Formal trade talks between the United States and China are poised to resume days from now, a senior White House official told VOA on Wednesday.
“Those talks will continue in earnest this coming week, actually,” said Larry Kudlow, National Economic Council director.
Asked by VOA if the discussions would be face to face, Kudlow replied in the affirmative, noting they would be led by U.S. Trade Representative Robert Lighthizer and Treasury Secretary Steven Mnuchin with their respective staffs and trade principals.
“We will be very involved now,” added Kudlow.
Asked if the Americans would travel to China or the Chinese would be visiting the U.S., Kudlow said, “I don’t know yet.”

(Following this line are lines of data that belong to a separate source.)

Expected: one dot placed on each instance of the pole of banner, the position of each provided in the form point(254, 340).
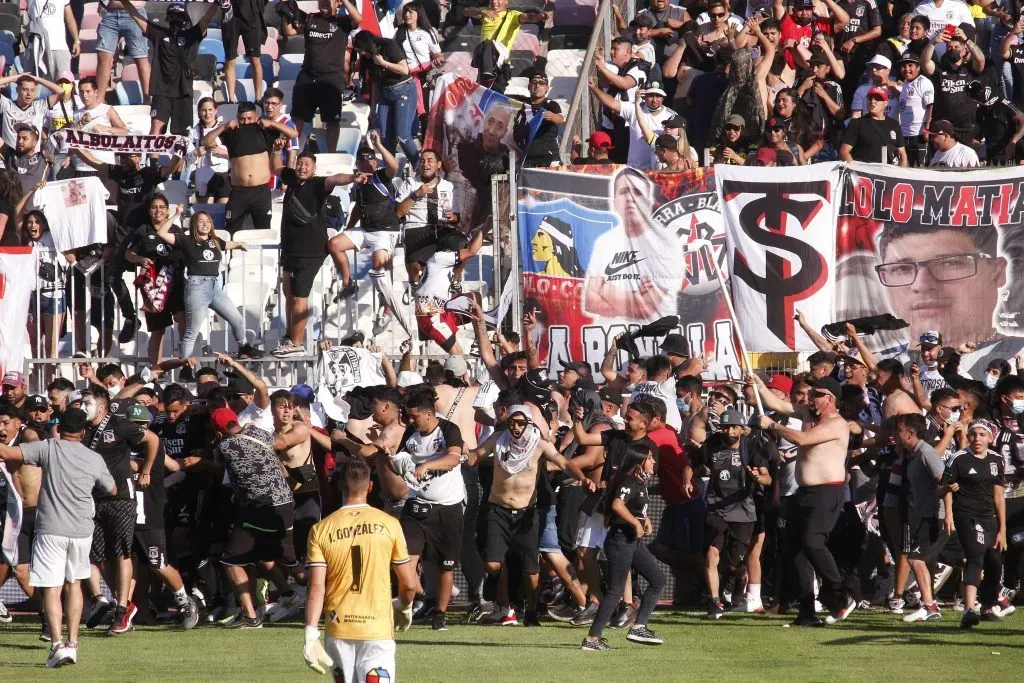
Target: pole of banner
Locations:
point(707, 252)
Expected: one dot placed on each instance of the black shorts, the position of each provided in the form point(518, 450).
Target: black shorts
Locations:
point(178, 111)
point(261, 535)
point(730, 539)
point(254, 202)
point(247, 24)
point(420, 243)
point(317, 92)
point(114, 529)
point(301, 272)
point(436, 536)
point(150, 546)
point(516, 531)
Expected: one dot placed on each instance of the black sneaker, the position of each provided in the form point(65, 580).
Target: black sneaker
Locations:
point(346, 292)
point(243, 623)
point(598, 645)
point(970, 620)
point(440, 622)
point(641, 634)
point(128, 330)
point(586, 617)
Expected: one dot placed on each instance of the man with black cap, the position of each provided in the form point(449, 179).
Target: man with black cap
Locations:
point(821, 452)
point(538, 138)
point(734, 472)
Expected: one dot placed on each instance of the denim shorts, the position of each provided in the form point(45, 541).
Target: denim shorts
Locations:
point(119, 24)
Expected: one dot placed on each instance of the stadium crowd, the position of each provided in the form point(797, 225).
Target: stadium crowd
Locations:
point(209, 499)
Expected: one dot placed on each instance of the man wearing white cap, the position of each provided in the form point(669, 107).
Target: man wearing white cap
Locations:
point(879, 69)
point(641, 155)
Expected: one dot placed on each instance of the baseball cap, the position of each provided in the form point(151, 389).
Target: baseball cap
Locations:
point(735, 120)
point(303, 391)
point(36, 402)
point(881, 93)
point(941, 126)
point(732, 418)
point(828, 385)
point(781, 383)
point(653, 88)
point(601, 140)
point(881, 60)
point(138, 413)
point(222, 419)
point(408, 378)
point(13, 378)
point(456, 365)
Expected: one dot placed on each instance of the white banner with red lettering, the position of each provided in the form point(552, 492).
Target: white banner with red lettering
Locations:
point(17, 266)
point(780, 237)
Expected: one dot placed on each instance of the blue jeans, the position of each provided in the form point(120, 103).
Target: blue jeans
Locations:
point(396, 119)
point(202, 293)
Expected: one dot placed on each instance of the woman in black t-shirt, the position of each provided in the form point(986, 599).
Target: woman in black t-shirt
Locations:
point(202, 252)
point(394, 92)
point(974, 500)
point(628, 523)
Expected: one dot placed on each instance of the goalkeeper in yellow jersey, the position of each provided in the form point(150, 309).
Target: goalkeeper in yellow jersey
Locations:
point(350, 557)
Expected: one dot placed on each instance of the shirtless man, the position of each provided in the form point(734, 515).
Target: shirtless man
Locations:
point(512, 517)
point(821, 449)
point(250, 140)
point(27, 482)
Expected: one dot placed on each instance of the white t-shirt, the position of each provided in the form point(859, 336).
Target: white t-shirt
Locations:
point(960, 156)
point(641, 154)
point(13, 115)
point(951, 11)
point(435, 285)
point(915, 96)
point(666, 391)
point(431, 209)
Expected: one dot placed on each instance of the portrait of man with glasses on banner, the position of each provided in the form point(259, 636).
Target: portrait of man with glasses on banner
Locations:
point(951, 280)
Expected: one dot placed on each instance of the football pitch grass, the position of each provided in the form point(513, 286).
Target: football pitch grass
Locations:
point(869, 646)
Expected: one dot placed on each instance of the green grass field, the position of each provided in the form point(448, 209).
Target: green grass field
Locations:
point(868, 646)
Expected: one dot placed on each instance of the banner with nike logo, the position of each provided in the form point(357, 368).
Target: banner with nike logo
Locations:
point(780, 241)
point(605, 250)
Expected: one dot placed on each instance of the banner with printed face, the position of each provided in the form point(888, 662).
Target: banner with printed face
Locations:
point(606, 250)
point(780, 239)
point(17, 265)
point(470, 126)
point(940, 250)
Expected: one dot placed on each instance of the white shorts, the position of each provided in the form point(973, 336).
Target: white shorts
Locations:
point(57, 559)
point(358, 660)
point(592, 530)
point(375, 242)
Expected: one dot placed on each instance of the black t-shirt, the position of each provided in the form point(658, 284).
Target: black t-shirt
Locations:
point(248, 139)
point(951, 100)
point(9, 238)
point(376, 200)
point(976, 477)
point(303, 237)
point(150, 511)
point(171, 53)
point(202, 258)
point(996, 124)
point(868, 137)
point(544, 146)
point(146, 243)
point(114, 439)
point(133, 187)
point(327, 40)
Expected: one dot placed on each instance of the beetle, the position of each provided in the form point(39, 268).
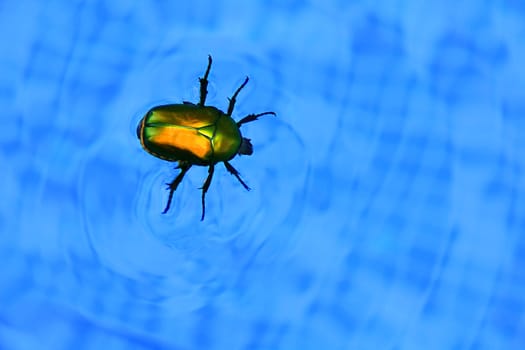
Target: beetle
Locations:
point(196, 134)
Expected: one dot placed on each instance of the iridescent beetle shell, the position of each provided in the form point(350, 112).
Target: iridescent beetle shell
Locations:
point(195, 134)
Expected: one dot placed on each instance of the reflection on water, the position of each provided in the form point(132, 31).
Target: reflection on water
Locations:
point(385, 202)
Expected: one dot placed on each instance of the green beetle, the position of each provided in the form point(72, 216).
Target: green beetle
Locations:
point(195, 134)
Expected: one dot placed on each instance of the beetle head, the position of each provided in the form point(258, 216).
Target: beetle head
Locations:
point(246, 147)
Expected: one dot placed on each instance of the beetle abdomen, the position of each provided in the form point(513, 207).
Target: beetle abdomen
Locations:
point(201, 135)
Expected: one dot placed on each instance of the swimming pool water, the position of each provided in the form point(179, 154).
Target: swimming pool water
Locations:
point(387, 199)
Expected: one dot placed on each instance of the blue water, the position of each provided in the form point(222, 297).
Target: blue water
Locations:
point(387, 208)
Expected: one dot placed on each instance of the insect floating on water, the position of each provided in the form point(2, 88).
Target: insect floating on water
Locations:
point(196, 134)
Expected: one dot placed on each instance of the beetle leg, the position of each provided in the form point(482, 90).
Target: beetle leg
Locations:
point(206, 186)
point(233, 99)
point(235, 173)
point(252, 117)
point(175, 183)
point(204, 84)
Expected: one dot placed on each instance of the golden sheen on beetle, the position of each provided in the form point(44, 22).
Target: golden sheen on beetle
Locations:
point(196, 134)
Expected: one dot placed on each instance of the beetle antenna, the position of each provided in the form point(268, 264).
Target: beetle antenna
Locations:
point(252, 117)
point(204, 83)
point(233, 99)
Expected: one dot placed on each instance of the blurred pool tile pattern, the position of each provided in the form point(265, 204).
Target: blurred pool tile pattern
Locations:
point(388, 201)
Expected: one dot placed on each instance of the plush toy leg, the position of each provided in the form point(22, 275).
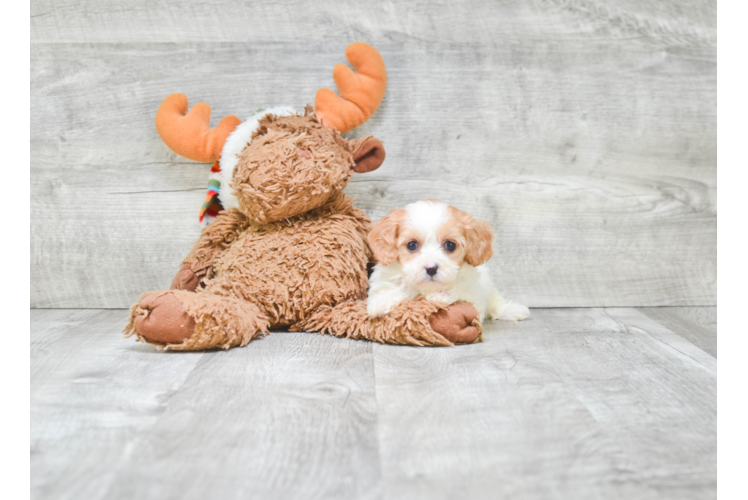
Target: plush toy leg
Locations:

U.S. President Donald Trump, following a lengthy Friday meeting with Chinese President Xi Jinping in Osaka on the sidelines of the G-20 leaders’ summit, said that telephone discussions between trade officials of the two countries had already resumed and relations with Beijing were “right back on track.”
The truce in the U.S.-China yearlong trade war meant Trump would not impose tariffs of up to 25 percent on an additional $300 billion worth of Chinese goods.
Xi, at the start of the meeting with Trump in Japan, said that “cooperation and dialogue are better than friction and confrontation.”
The Chinese leader, however, failed to win relief from existing sanctions on $250 billion in goods — which it countered by placing punitive tariffs on $110 billion in American products.
“We will not lift tariffs during the talks,” Kudlow cautioned Wednesday.
Referring to concessions made by the United States to China on telecommunications giant Huawei, Kudlow characterized the adjustment as one of having “slightly opened up the general merchandise applications for export licenses — not national security.”
The U.S. Commerce Department announced Tuesday that as long as Huawei remained on the entity list, reviews of export licenses would “continue under the highest national security scrutiny,” which is “the presumption of denial.”
Kudlow said the Trump administration hoped Beijing would keep its side of the bargain by purchasing “a good many American imports — agriculture, agricultural services, maybe industrial, maybe energy.”
The National Economic Council director reiterated that China’s “unfair and frequently unlawful trading practices cannot be tolerated.”
He specifically noted theft of intellectual property, technology transfers and cyberspace hacking.
“It’s been a very unbalanced relationship,” Kudlow said.